Stop Turbines at Lunanhead (STAL) is protesting against the St Mary’s Well windfarm – a site only 200 yards away from another windfarm application on Finavon Hill which was opposed by Angus Council planners and recently rejected by a Reporter on behalf of the Scottish Government.
Susan Oliphant, chairwoman of STAL, said that it “beggars belief” that the joint applicants Element Power and the Carse Gray Estate believe they have a suitable site for a windfarm when a proposal only yards away had been roundly condemned by the authorities. She said: “This current proposal is for more turbines than the first application and will seriously impact on a greater number of homes and is clearly in breach of the local development plan.
“The company’s recent exhibitions took you to a fairy tale setting saying how wonderful they were with their green credentials but lacked detail and concern about the many residents whose lives would suffer.
“There were also some extraordinary comments on their pretty storyboards that the site had ‘not been identified by Angus Council as unsuitable for wind turbines’. They also didn’t seem to have a care that the landscape would be seriously blighted over a wide area.”
She emphasised that those residents who were opposing the plan were not against renewable energy – their views were in line with Scottish Government policy that windfarms should only be sited where suitable locations can be found. Residents have also been dismayed that the company is claiming they want to be open and transparent yet at the same time have embarked on an aggressive Public Relations campaign, hiring a non-local firm. As previously reported the offer of community benefits has been roundly condemned by those who believe it is being used as a tactic to sway opinion.
The group has also condemned a recent survey undertaken by the developers. Mrs Oliphant said: “It needs to be noted that even by the company’s own admission almost half the people they contacted refused to complete the survey with some people reporting to STAL that they believed that the questions were loaded in favour of the scheme.

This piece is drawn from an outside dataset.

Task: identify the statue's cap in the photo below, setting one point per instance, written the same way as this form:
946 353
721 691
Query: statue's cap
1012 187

“Also many people living near the site – those whose lives would be most severely affected – were not even contacted. One can drive a coach and horses through the so called conclusions that Element Power has reached.

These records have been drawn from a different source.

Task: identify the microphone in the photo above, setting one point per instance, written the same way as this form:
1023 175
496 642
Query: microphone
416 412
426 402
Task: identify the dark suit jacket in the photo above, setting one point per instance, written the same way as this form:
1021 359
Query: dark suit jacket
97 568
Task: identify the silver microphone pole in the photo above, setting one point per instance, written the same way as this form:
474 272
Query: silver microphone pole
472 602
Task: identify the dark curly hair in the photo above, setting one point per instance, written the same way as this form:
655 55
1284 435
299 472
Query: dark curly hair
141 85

“The fact of the matter is that hundreds of objections will land on the planners’ desks at Angus Council and we are confident that the application will be refused.”

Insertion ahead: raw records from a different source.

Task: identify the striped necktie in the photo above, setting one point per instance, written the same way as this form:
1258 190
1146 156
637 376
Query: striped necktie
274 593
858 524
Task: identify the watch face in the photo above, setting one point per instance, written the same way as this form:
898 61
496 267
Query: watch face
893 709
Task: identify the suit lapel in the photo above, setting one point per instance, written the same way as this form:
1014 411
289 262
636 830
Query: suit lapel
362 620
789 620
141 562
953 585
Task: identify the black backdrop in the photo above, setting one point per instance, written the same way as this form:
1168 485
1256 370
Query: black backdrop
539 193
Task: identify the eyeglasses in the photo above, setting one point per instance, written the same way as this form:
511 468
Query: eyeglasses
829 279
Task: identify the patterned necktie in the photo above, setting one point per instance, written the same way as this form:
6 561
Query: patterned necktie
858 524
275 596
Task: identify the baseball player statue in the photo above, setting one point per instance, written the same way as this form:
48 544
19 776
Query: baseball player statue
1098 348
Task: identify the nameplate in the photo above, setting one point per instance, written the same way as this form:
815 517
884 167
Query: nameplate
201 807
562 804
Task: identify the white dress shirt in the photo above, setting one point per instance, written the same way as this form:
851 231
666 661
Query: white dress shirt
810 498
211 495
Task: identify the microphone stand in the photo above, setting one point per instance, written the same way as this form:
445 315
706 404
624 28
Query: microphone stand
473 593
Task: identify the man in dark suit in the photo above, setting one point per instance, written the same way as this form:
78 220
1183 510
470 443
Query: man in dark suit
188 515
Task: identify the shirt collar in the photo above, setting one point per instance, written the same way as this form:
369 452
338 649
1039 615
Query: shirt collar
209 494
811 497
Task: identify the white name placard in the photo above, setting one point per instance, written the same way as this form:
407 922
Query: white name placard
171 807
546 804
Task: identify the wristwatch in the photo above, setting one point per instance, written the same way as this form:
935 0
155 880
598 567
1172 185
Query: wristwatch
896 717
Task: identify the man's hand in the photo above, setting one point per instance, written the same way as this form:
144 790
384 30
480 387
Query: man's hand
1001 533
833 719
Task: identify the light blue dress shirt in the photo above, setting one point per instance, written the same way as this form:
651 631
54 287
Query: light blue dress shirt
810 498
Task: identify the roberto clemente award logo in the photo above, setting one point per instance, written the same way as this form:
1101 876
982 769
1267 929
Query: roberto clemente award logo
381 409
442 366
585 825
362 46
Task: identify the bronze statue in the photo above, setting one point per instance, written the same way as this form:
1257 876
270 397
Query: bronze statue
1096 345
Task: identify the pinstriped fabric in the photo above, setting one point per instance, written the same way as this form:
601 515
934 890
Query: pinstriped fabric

Element Power’s survey took place last month. A total of 717 households answered the phone and 388 households completed the survey. The results show that 291 households considered wind farms an important part of the energy mix, with 242 households in favour of the plans and a further 13 per cent holding a neutral or no opinion view.
The final 24 per cent of survey respondents said that they were against the scheme.
Neil Lindsay, Element Power, said: “The results of the independent research are very encouraging – it proves that there is some real local support for the St Mary’s Well Wind Farm and that the local community recognise the environmental and economic benefits that the project would bring to the area.
“By creating new employment opportunities and commercial openings for local businesses through to providing substantial funding for projects that could help transform the facilities that local people are able to enjoy for decades to come; the St Mary’s Well Wind Farm has great potential to make a really positive impact in and around Forfar.”